When a PR person asks for interview questions in advance, I…. politely say no. I am fine with telling them broadly what I want to speak about, but sending questions ahead of time is a little bit overkill. If this were a live segment on CNN, then, sure, it’d only be polite to prepare the guest so they have time to think their answers through. I like to keep interviews relaxed. If a question surprises them and they need more time to think on it, I’m always happy to give them a few minutes or even call back later. It all depends on the subject matter, I suppose. I cover personal finance, which isn’t the most scandalous of beats, so, really, anyone who asks for questions ahead of time gets a little bit of an eye roll from me. It’s not that serious.
When I’m interviewing a spokesperson by phone and a PR person is also on the line, I’m…. OK with that. Whatever makes them feel comfortable. I sometimes wonder if the PR rep is even paying attention or just has the phone on mute while they go about their business. But more often than not, the PR rep is really helpful and can take note of things that I ask for (certain stats, documents, etc) and get them to me even while we’re still on the phone. I don’t like it when they butt in too much and try to speak for the person I’m interviewing though. But I will say this — two people, max! One PR rep + one interviewee. I’m rarely OK speaking with two people at once. It gets too confusing trying to figure out who said what.

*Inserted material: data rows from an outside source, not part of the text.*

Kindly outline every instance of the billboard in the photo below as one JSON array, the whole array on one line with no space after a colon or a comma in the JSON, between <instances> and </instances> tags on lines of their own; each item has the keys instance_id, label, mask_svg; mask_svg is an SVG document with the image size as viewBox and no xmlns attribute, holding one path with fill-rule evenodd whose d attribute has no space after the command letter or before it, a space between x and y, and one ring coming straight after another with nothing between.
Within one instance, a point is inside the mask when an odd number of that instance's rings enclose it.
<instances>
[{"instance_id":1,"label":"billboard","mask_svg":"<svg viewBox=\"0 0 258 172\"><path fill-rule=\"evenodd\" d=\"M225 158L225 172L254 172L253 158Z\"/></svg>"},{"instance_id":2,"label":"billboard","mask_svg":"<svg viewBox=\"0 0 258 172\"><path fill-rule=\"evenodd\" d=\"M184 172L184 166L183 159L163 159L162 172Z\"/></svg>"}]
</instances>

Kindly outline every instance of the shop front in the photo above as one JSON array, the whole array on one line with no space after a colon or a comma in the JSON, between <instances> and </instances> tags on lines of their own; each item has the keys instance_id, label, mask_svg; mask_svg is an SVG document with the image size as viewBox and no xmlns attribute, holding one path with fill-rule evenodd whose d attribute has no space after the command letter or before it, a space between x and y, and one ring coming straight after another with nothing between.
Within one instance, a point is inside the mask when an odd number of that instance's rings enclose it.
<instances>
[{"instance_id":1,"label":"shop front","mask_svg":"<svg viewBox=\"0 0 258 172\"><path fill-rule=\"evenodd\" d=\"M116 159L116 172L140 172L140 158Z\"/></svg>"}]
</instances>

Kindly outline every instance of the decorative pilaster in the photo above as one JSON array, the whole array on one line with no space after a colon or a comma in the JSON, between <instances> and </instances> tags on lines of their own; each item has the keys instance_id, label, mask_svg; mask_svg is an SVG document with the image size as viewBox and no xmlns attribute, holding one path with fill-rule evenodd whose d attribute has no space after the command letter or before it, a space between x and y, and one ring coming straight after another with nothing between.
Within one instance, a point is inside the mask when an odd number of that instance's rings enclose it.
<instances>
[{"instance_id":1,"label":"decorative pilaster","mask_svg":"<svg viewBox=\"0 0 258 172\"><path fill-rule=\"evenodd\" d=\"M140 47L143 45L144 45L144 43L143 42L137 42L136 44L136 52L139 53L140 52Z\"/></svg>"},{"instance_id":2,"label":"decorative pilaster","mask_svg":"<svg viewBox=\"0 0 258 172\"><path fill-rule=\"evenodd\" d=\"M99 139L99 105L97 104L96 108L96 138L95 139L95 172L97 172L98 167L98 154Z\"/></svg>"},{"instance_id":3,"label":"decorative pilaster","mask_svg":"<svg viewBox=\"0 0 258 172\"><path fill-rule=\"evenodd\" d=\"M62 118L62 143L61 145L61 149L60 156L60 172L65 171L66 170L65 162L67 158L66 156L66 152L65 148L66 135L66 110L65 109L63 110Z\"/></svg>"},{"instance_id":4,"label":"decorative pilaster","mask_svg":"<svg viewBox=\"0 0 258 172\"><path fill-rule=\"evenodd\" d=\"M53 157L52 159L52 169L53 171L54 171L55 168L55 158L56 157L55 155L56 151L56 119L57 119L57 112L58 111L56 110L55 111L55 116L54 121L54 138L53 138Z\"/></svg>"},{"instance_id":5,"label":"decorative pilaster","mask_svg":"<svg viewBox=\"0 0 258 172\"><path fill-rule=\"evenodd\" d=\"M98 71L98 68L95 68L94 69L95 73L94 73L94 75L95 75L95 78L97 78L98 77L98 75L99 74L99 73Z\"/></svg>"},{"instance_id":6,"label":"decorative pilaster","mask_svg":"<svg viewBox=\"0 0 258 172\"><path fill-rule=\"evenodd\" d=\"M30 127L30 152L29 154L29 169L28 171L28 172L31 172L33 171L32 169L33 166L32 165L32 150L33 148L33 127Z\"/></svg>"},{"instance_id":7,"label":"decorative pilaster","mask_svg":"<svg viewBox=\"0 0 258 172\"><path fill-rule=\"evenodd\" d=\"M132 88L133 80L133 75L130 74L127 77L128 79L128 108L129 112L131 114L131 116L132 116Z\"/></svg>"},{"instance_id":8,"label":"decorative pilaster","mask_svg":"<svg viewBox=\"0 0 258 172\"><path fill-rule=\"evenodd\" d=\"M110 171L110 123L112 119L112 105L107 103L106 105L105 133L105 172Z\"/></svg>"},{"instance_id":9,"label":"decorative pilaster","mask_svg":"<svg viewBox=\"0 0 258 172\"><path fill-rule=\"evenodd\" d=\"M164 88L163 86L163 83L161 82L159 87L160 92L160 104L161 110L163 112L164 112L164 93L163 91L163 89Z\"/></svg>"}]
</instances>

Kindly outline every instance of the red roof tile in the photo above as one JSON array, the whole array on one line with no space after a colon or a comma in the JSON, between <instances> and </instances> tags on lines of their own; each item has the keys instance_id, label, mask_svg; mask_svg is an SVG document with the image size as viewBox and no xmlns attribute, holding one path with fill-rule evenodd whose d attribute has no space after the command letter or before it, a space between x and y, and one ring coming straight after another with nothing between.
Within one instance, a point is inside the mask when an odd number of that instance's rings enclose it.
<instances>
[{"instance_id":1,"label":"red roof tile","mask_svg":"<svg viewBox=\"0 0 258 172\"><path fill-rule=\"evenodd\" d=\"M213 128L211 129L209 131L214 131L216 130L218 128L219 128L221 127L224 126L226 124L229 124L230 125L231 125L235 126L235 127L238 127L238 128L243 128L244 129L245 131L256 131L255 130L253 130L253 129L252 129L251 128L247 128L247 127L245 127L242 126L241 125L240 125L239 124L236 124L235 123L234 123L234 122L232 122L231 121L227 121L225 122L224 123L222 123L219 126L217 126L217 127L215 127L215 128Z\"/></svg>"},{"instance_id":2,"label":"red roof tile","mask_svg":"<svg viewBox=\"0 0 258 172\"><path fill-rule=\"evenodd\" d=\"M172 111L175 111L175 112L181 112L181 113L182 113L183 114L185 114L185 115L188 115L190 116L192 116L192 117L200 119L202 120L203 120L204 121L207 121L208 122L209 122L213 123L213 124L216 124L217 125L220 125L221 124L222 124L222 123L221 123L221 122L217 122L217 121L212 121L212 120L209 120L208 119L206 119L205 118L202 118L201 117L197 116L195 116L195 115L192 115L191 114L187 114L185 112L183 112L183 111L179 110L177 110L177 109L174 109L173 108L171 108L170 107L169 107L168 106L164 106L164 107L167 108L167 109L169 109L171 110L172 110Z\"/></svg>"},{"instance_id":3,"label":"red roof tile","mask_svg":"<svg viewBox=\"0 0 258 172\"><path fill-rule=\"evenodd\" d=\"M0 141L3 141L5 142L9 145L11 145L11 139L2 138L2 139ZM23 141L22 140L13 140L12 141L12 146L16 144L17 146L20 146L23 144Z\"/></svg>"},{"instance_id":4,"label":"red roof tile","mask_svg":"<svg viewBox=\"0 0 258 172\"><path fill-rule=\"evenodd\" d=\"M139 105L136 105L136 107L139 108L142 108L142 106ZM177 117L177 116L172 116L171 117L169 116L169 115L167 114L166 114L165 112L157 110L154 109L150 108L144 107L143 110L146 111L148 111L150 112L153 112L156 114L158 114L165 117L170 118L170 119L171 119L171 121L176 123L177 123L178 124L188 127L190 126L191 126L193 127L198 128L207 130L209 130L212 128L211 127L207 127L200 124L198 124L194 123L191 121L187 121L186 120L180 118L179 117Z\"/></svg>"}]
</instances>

When a PR person asks to see a story before it goes to print, I…. politely say no. I honestly can’t believe people still ask this (and they do!). The most I can do is offer to paraphrase some of their talking points, but even that is a very, very, (very!) special case. Some people will go back and forth, obsessing over things like: “Did I really say ‘wanna’? Could we change that to ‘would like to’?” and you can spend all day arguing over what they think they did and didn’t say. It’s a game of telephone I’d rather not start.
On the other hand, if they’re an expert presenting a bunch of stats, I want to be sure I’ve got them right, so I’ll send them a summary for confirmation. Also, if I’m trying to explain a difficult concept, I might send that section to a source or expert who can tell me if I’m heading in the wrong direction (I do this all the time with complicated tax and investing stories.)